On Thu, Jul 2, 2020 at 5:20 AM M.-A. Lemburg <mal@egenix.com> wrote:
The reasoning here is the same as for decoding: you have the original data you want to process available in some array and want to turn this into the Python object.
The path Victor suggested requires always going via a Python Unicode object, but that it very expensive and not really an appropriate way to address the use case.
But current PyUnicode_Encode* APIs does `PyUnicode_FromWideChar`. It is no direct API already. Additionally, pyodbc, the only user of the encoder API, did PyUnicode_EncodeUTF16(PyUnicode_AsUnicode(unicode), ...) It is very inefficient. Unicode Object -> Py_UNICODE* -> Unicode Object -> byte object. And as many others already said, most C world use UTF-8 for Unicode representation in C, not wchar_t. So I don't want to undeprecate current API.
As an example application, think of a database module which provides the Unicode data as Py_UNICODE buffer.
Py_UNICODE is deprecated. So I assume you are talking about wchar_t.
You want to write this as UTF-8 data to a file or a socket, so you have the PyUnicode_EncodeUTF8() API decode this for you into a bytes object which you can then write out using the Python C APIs for this.

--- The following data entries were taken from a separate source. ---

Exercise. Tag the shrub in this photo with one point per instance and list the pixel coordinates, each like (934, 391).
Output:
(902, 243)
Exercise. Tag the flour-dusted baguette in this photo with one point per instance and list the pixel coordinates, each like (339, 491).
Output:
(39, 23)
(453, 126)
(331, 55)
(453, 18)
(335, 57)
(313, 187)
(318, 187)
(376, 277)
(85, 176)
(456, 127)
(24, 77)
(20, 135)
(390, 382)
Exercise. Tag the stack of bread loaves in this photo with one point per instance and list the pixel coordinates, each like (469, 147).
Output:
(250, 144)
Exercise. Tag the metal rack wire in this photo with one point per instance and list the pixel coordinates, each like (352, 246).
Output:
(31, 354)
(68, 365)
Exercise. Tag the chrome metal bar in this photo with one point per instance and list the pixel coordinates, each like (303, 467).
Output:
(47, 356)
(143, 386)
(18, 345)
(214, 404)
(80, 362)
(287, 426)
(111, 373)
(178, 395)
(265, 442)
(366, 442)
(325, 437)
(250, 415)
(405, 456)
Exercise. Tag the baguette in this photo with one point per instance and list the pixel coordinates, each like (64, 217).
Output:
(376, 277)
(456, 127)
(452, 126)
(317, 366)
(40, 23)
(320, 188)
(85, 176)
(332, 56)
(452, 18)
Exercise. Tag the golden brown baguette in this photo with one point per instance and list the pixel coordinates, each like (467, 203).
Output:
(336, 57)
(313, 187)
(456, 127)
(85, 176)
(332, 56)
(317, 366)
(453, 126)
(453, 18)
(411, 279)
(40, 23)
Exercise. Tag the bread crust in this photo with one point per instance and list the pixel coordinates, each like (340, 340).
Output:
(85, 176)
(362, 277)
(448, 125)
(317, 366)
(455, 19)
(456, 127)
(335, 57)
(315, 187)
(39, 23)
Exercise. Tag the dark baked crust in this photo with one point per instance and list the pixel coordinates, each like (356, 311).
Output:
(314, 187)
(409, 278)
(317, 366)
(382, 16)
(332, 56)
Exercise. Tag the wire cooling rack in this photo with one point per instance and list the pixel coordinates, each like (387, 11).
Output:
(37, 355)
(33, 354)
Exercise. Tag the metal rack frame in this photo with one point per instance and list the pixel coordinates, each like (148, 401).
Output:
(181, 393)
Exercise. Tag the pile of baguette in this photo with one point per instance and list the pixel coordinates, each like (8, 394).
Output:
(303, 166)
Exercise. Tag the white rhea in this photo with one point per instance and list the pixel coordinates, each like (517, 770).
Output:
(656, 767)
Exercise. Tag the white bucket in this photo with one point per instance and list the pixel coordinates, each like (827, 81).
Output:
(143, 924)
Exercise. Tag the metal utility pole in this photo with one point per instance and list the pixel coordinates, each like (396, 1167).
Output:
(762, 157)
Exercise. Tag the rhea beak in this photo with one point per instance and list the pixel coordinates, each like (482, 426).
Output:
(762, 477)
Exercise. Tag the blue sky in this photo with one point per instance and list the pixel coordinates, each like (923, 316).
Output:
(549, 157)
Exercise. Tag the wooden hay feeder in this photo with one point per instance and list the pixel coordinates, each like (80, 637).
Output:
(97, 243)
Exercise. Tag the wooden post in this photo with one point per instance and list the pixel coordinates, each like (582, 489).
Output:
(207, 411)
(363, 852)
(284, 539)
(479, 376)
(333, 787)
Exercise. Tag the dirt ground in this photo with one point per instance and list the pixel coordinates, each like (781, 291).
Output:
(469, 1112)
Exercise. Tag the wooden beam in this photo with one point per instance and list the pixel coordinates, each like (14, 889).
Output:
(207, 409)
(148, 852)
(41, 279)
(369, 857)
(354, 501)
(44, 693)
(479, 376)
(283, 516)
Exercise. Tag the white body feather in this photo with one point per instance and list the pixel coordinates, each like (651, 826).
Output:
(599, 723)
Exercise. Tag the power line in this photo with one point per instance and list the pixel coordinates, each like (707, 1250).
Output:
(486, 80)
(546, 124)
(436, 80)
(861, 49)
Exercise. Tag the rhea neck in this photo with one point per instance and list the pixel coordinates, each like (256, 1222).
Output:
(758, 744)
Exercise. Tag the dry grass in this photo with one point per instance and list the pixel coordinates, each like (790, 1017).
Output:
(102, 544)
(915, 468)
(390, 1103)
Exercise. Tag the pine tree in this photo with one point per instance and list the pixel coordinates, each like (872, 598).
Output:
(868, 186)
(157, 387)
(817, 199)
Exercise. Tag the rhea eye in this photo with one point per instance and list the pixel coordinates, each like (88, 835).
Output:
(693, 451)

PyUnicode_FromWideChar + PyUnicode_AsUTF8AndSize is better than PyUnicode_EncodeUTF8. PyUnicode_EncodeUTF8 allocate temporary Unicode object anyway. So it needs to allocate Unicode object *and* char* buffer for UTF-8. On the other hand, PyUnicode_AsUTF8AndSize can just expose internal data when it is plain ASCII. Since ASCII string is very common, this is effective optimization. Regards, -- Inada Naoki <songofacandy@gmail.com>